“A vida é feita de gestos”, por Marina Colasanti

Carnaval acabou, e é apaziguante recompor a ordem costumeira. A vida, mais do que de carros alegóricos, é feita de pequenos gestos.

O começo do dia não é quando o executivo chega ao escritório e cumprimenta a secretária, nem quando a cirurgiã veste o avental esterilizado ou quando o pedreiro pega o primeiro tijolo da pilha. O dia começa quando a água é posta a ferver para o café, quando sementes de mamão rolam sobre a bancada da pia, quando o aparelho de barbear desliza sobre o rosto. Os gestos miúdos em que nem reparamos, gestos que parecem realizados apenas pelas mãos, sem a contribuição da mente, vão construindo a ordem em que o dia se apóia.

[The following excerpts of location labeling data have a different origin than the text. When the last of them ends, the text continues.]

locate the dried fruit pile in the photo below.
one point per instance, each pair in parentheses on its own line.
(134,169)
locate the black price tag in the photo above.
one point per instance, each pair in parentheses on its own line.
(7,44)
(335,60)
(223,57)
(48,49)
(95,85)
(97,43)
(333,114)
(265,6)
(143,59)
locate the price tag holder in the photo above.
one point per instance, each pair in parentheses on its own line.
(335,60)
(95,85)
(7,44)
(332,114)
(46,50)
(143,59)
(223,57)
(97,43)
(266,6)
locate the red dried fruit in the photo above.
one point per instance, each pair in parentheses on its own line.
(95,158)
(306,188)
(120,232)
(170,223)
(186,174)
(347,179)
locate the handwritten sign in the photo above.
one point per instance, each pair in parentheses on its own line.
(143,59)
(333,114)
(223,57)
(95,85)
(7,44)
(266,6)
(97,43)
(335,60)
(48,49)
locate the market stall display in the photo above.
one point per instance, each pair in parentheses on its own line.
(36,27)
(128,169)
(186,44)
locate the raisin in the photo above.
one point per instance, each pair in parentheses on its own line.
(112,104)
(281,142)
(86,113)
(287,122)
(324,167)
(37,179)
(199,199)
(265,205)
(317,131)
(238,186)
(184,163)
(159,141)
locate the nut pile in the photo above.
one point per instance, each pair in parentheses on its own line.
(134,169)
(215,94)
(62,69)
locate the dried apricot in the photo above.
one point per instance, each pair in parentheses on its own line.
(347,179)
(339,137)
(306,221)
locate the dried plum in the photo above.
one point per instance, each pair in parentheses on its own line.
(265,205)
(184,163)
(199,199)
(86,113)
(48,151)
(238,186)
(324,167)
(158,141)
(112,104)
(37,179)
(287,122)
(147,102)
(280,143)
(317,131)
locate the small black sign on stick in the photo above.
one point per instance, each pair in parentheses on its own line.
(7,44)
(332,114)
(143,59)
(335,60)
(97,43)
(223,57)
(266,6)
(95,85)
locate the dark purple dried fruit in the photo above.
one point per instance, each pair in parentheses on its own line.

Tudo exige arrumação. As gavetas, as pastas, as mensagens de celular, a geladeira, o e-mail, parecem solicitar uma ordem determinada. A todo momento colhemos um item do nosso cotidiano e o mudamos de lugar. Dobramos um papel que estava sobre a mesa ou uma peça de roupa que jazia ao pé da cama, e o guardamos ali onde em algum momento anterior estabelecemos que fosse o ponto mais apropriado para a sua permanência. Quando por acaso olhamos em volta para conferir, temos a impressão de que o espaço da convivência fez-se mais aberto.

Todos os dias usamos talheres que têm que ser lavados e guardados depois de enxutos, e que novamente serão usados, lavados e guardados, para depois, novamente….. Todos os dias, mais de uma vez, escovamos os dentes, e cada vez pegamos a escova, desatarraxamos a tampa da pasta, esprememos o tubo sobre a escova, atarraxamos a tampa, abrimos a torneira, escovamos os dentes acima e abaixo, fechamos a torneira, guardamos a escova, enxugamos a boca. Quantos mínimos gestos para garantir um momentâneo hálito de hortelã.

Não é a isso, porém, que chamamos rotina. Rotina é o alô à secretária, a chegada ao hospital, a pilha de tijolos. Os pequenos gestos que levaram até esse falso começo do dia, nem são considerados. Nenhum deles, tão mínimo que beira a insignificância, tem resultados notáveis. Se depois de fazer a barba, a mão não passar pelo rosto avaliando a lisura da pele, a pele não ficará menos lisa. Se o papel sobre a mesa não for dobrado, nenhum dano advirá a seu conteúdo. O pequeno gesto é, por vezes, apenas parte de outro pequeno gesto. Mas se nenhum dos dois for feito, uma fenda pode começar a se abrir. Escovar os dentes não é ato grandioso, mas sem pegar a escova, como fazê-lo? E sem dentes escovados, como inaugurar a manhã?

Um pequeno gesto pode não fazer falta no prumo do dia. Mas se tiramos toda uma sequência, colocamos em risco a estrutura. Gestos que são pequenos individualmente, tornam-se indispensáveis quando encadeados. Não botamos a água para ferver, não pegamos o pote do café, não afundamos a colher no pó. O dia terá que começar sem perfume, sem calor, sem gosto na boca, sem a energia da cafeína. O dia terá que começar sem começo. Ou, então, seremos obrigados a tomar um café em pé no bar da primeira esquina.

A vida é feita de pequenos gestos. Para escrever isto – contando o acento – , meus dedos comprimiram 34 vezes o teclado. Cada letra exige um movimento, cada palavra obedece a um pensamento que a organiza na frase. Nem eu levo isso em conta. Ingratidão que se desfaz neste fim de tarde de verão, quando a ordem do cotidiano volta a imperar sobre Ipanema.